As we discuss many times on this blog, English is an interesting and colourful language – and there are always new things to learn about it. Our first blog that contained 11 fascinating facts about English sparked many comments and lots of debate – so, here, we provide 11 more. Our first fact was provided by blog reader Silmara Strazza, a teacher at Yazigi, an English language school in Sao Paulo…

1. Vowels in order

There are few long words that contain the five vowels in alphabetical order. Silmara’s suggestion is ‘facetious’. We also like ‘abstemious’, which means to indulge only very moderately in something, especially food or drink.

2. And, speaking of vowels…

‘Euouae’ is the longest English word consisting of only vowels. It is an abbreviation used in Latin and other books to show the distribution of syllables in the melodic endings of the standard Psalm tones of Gregorian chant.

3. What are ghost words?

There are English ghost words that have existed that are meaningless. They appear in the dictionary due to printing errors, or are published in the dictionary or similarly authoritative reference works, having rarely, if ever, been used in practice. For example, the word ‘dord’ appeared in the dictionary for eight years in the mid-20th century – but it meant absolutely nothing.

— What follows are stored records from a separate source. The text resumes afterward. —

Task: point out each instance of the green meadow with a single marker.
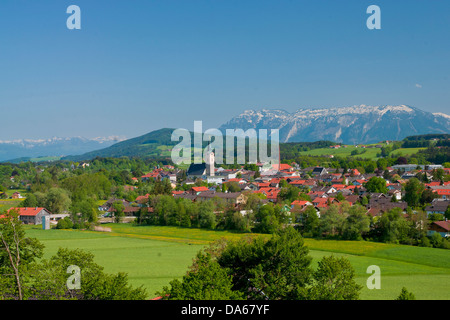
(152, 256)
(369, 153)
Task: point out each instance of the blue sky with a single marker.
(136, 66)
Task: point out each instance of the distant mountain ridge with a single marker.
(349, 125)
(57, 147)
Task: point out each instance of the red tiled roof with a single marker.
(28, 211)
(199, 189)
(443, 224)
(299, 203)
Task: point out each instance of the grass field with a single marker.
(370, 153)
(153, 256)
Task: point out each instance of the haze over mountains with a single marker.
(349, 125)
(54, 147)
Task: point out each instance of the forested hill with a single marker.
(154, 144)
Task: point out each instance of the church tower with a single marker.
(210, 159)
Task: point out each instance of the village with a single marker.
(290, 189)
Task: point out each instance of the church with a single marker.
(202, 170)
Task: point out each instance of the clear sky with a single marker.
(140, 65)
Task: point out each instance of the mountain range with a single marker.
(27, 149)
(349, 125)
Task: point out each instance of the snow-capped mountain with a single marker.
(349, 125)
(32, 148)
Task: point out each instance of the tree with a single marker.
(278, 268)
(310, 221)
(334, 280)
(331, 221)
(356, 223)
(209, 281)
(118, 210)
(207, 218)
(49, 279)
(17, 254)
(257, 268)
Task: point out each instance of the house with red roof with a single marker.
(300, 203)
(31, 215)
(271, 193)
(197, 190)
(441, 227)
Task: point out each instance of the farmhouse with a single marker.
(31, 215)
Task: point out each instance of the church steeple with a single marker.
(210, 159)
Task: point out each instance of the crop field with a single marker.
(152, 256)
(368, 153)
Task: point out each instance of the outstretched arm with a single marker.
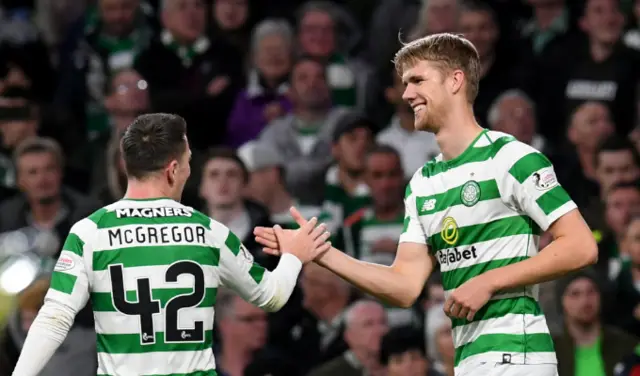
(399, 284)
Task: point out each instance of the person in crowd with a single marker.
(590, 124)
(587, 345)
(345, 189)
(513, 112)
(115, 33)
(415, 148)
(242, 329)
(350, 80)
(403, 353)
(267, 184)
(616, 161)
(304, 137)
(76, 355)
(224, 179)
(365, 324)
(205, 73)
(440, 341)
(310, 328)
(265, 97)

4. The same word – even upside down

The word ‘swims’ will still say ‘swims’ even when it is turned upside-down. This is known as an ambigram. Other examples include words and logos that have been created, such as the logo for the DeLorean Motor Company.

5. An appropriate anagram

Here’s a nice fact for all the teachers reading this blog: ‘schoolmaster’ is an anagram of ‘the classroom’.

6. Hundreds of meanings

There are some words in the English language that have hundred of meanings. According to Guinness World Records, ‘set’ has 430 different definitions.

7. Why QWERTY?

Have you ever wondered why the English computer keyboard is set out in the way it is, instead of in alphabetical order? The reason for this is that on early typewriters, the keys needed to be arranged in a certain way so that the mechanical rods that held the letters did not clash too much and jam.

8. A good gossip

In Victorian slang, ‘muffin-wallopers’ were old, unmarried or widowed women who would meet up to gossip over tea and cakes. We love slang at Pearson, and you can read more about the newer slang words here.

9. A popular letter

The letter ‘e’ is the most commonly used letter in English.

10. The longest word

The longest English word in all the major English dictionaries is ‘pneumonoultramicroscopicsilicovolcanoconiosis’, and it refers to a lung disease contracted from the inhalation of very fine silica particles.

11. Using every letter

A pangram sentence is one that contains every letter in the language. For example, the sentence, ‘The quick, brown fox jumps over the lazy dog’ is a pangram.